How are voicemail messages transcribed into text?

How are messages transcribed into text? Is there a software program that does this? Because I have to say it’s pretty sophisticated. I have Vonage, and as a part of my package, it will not only email me when someone leaves a message on my home voicemail, I can listen to the message and read a transcription on my cell phone. Here’s part of a transcript from a call I just received.

It’s not 100% perfect, but nearly so. I was struck by how the transcript reads as perfectly idiomatic English, with “gonna” in place of “going to” and “wanna” for “want to,” something that you wouldn’t necessarily expect a software program to catch in real time. And I received the text literally within a minute from the time of the call.

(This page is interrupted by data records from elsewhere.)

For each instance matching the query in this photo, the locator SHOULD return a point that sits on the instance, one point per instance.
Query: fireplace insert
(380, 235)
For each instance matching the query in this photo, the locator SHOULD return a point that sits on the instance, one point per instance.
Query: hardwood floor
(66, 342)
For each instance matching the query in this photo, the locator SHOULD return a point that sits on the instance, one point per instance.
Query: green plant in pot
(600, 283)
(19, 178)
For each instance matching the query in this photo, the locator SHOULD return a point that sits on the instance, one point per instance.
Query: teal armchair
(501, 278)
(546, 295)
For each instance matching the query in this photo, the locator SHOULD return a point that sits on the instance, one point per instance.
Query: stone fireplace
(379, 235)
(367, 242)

I’d like to know this too.

I have the same feature with my MetroPCS cell service, and it does idiomatic well (but will **** out swear words, we’ve experimented with that LOL.) Mostly I get amusingly garbled VM texts but I can almost always get the gist of the message.

I think the trick is that they depend on the idioms to give an accurate transcription. Some phrases make sense while others don’t, and if you build the system using a database of phrases that people actually use, you can make better guesses as to what was said.

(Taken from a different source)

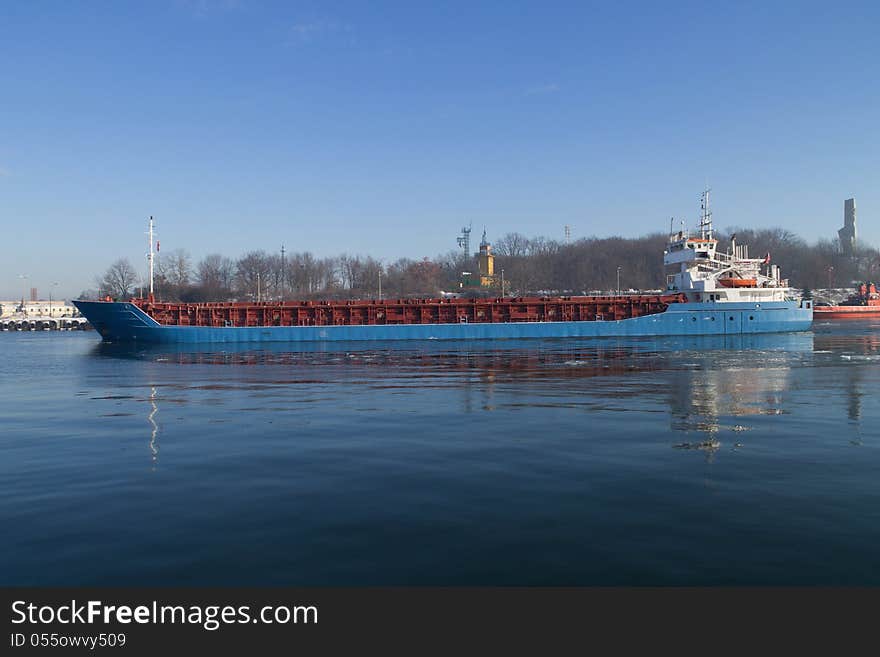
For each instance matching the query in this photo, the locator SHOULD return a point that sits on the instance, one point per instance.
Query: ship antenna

My phone’s GPS software does voice searching. A while back I searched for “Thai restaurant”, and it came back with the correct results. How did it know I didn’t mean “tie restaurant”? Because no one would say that, and I’m sure that when data mining popular searches, “Thai restaurant” came up infinitely more often than its homonym.

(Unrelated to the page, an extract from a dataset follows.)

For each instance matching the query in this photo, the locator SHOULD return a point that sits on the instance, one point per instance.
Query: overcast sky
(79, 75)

The speed is just a function of computing power. I’m sure the transcription was done in a fraction of a second; the extra time was just network overhead.

I don’t know about Vonage, but I know that at least with Google Voice, it’s definitely software doing the translation.

The now defunct 1-800-GOOG-411 service, was a free, voice recognition based directory assistance service. The entire reason Google offered this service was to build a phoneme database for their voice recognition software. AFAIK, this is now used for search indexing, and for the voice command and transcription features in Android (when you use these features, the phone doesn’t do the speech recognition, the audio is uploaded to Google’s servers for processing).

It usually works pretty darn well, as well. However, the GOOG-411 service was offered in the USA and Canada, so the lion’s share of its phoneme database will be filled with accents common in those two countries. You should see the voicemail transcriptions when my British boss leaves me a message. When he says “Hi, goldmund” it usually transcribes as “Hi, love” which is quite disturbing!

Just a WAG, but I’d imagine Vonage is using similar software as well. Apparently theirs will transcribe Spanish as well.


I’m curious as to what would happen if you search for “black tie restaurant”.

I just did a little test on my phone, speaking “I hear you. I’m still here at work.” And it got it exactly right, using hear vs. here correctly.

If the system knew English grammar, this would be a trivial task. Computers aren’t that good yet, but what they can do a mine a large body of text–documents, emails, etc. And from this they can deduce that “I hear you” comes up far more frequently than “I here you”, and “here at work” is more frequent than “hear at work.” So those are the guesses it makes.